We have described a protocol for preparing anyons in an optical cavity built by carefully aligning a set of high-quality mirrors. The three stages of the protocol are illustrated in the animation below. First, one drives the cavity with lasers to sequentially inject photons, building up the N-polariton Laughlin state |ΦN〉. This is achieved by pumping photons with angular momentum at the outer rim of the cloud and appropriately sweeping the drive frequency. Second, one produces anyonic quasihole excitations by moving additional lasers in from the edge of the cloud. Finally, one uses the same lasers to drag the quasiholes around one another and measures the resulting phase using an interferometric technique described in the main text.
The cavity is coherently driven by lasers to sequentially add polaritons to the system. The driving freuqency is swept through resonance to adiabatically transfer the system from the n- to the n+1-particle Laughlin states: |Φn〉 → |Φn+1〉. The sweep rate must be slow compared to the energy splittings between the Laughlin states and other many-body states, which are set by the two-particle interaction energy V0 (zeroth Haldane pseudopotential).
The following simulations correspond to the optical drives given by Eqs. (6)--(8) in the main article, with cΩ = 4, cδ = 5.33. Note that ρ denotes the polariton density.
(a) Adiabatic drive: the drive frequency is swept adiabatically, adding one polariton over a duration 4τ = 60/V0. The system is driven through Laughlin states |Φn〉 of uniform density and increasing particle number n, as in Fig. 5(a) of the main article. Thus the area of the cloud grows linearly with n. (b) Nonadiabatic drive: the frequency sweeps are faster, each occurring over a duration 4τ = 32/V0. The evolution is no longer adiabatic, giving rise to vortices and ripples in the density.
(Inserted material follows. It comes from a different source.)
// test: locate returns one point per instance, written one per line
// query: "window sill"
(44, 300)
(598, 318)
Quasiholes are produced by moving additional lasers in from the edge of the cloud. These local pinning potentials are described by the Hamiltonian in Eqs. (11) and (12) in the main text. To suppress unwanted edge excitations during this process, the potentials must be swept slowly compared to the excitation energy ε set by the harmonic confinement of the polaritons.
The following simulations correspond to a trap-induced splitting ε = 0.06V0 and potential strength U0 = 50V0. As before, ρ denotes the polariton density.
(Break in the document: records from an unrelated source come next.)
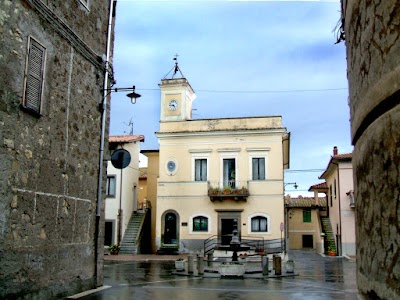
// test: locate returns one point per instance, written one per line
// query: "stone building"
(372, 30)
(50, 89)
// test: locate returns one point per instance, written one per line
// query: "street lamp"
(133, 95)
(294, 184)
(a) Adiabatic sweep: two local potentials from opposite sides are swept inward at a rate |∂t(r0/l)| = 0.04V0 < ε. The system adiabatically follows the instantaenous ground state, forming a quasihole on either side. (b) Nonadiabatic sweep: the potentials are swpet too fast, |∂t(r0/l)| = 0.08V0 > ε, exciting surface modes and large deformations.
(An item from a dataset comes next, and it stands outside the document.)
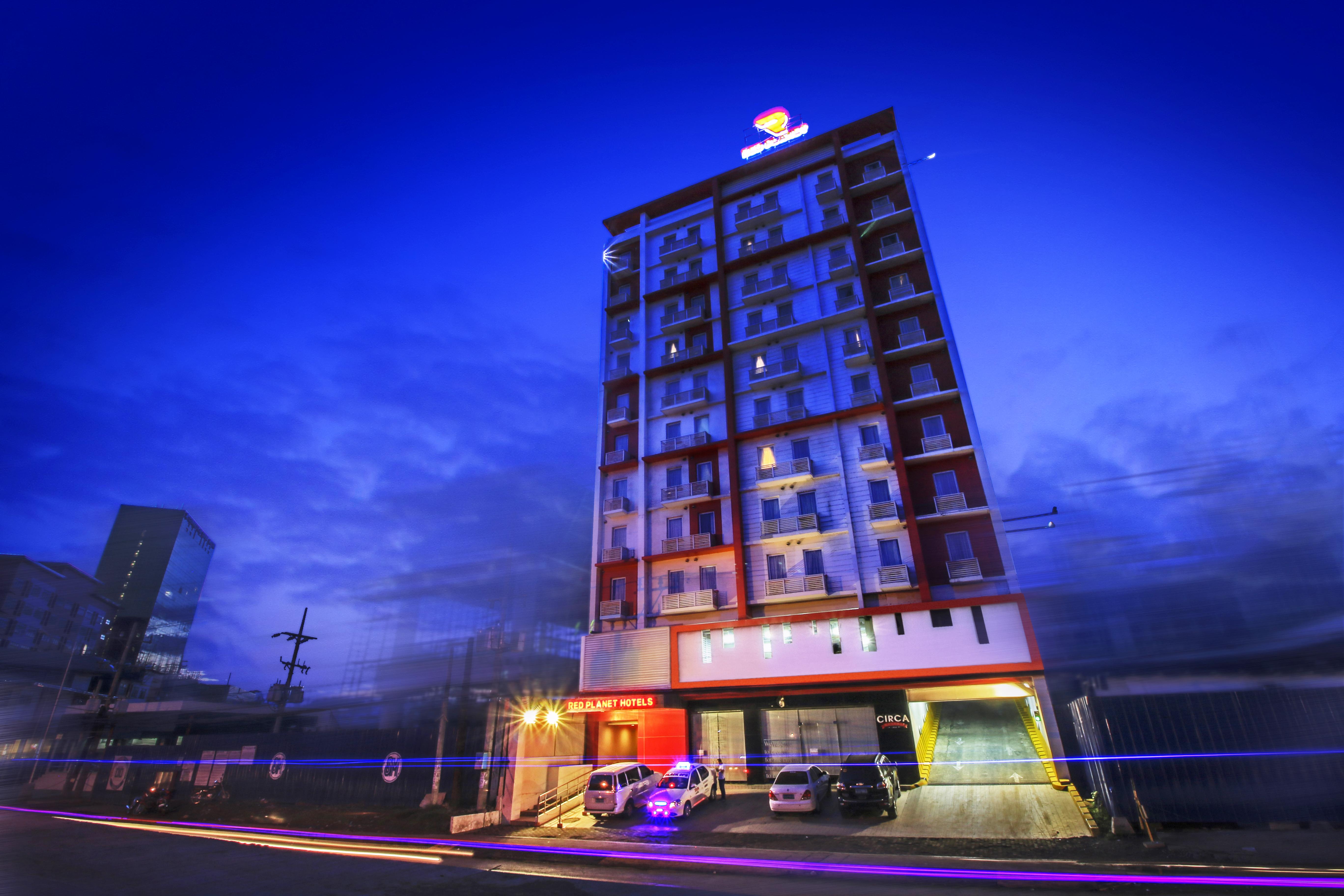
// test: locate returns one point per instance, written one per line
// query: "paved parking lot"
(1000, 812)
Quasiholes are braided by stirring the pinning lasers around one another. The quasiholes adiabatically follow the laser potentials provided the rotation rate is sufficiently small. The adiabaticity condition is different for clockwise and countercloskwise rotations, as the (effective) magnetic field breaks time-reversal symmetry. Braiding too close to the boundary causes edge excitations.
The following simulations correspond to uniform rotations with a potential strength U0 = 50V0 and trap-induced splitting ε = 0.06V0 [except (d) where ε = 0].
(a) Adiabatic braiding: two quasiholes at r0/l = ±1.6 are adiabatically exchanged by slowly stirring the pinning lasers through 180° over an interval Tb = 80/V0. (b) Nonadiabatic braiding - counterclockwise: two quasiholes at r0/l = ±1.5 are dragged counterclockwise through 180° over an interval Tb = 6/V0, exciting vortices and ripples in the density. (c) Nonadiabatic braiding - clockwise: quasiholes at r0/l = ±1.5 are exchanged clockwise over an interval Tb = 40/V0, exciting surface modes and density ripples. (d) Nonadiabatic - edge excitations: quasiholes near the edge at r0/l = ±2.4 are exchanged clockwise over an interval Tb = 20/V0, exciting edge modes.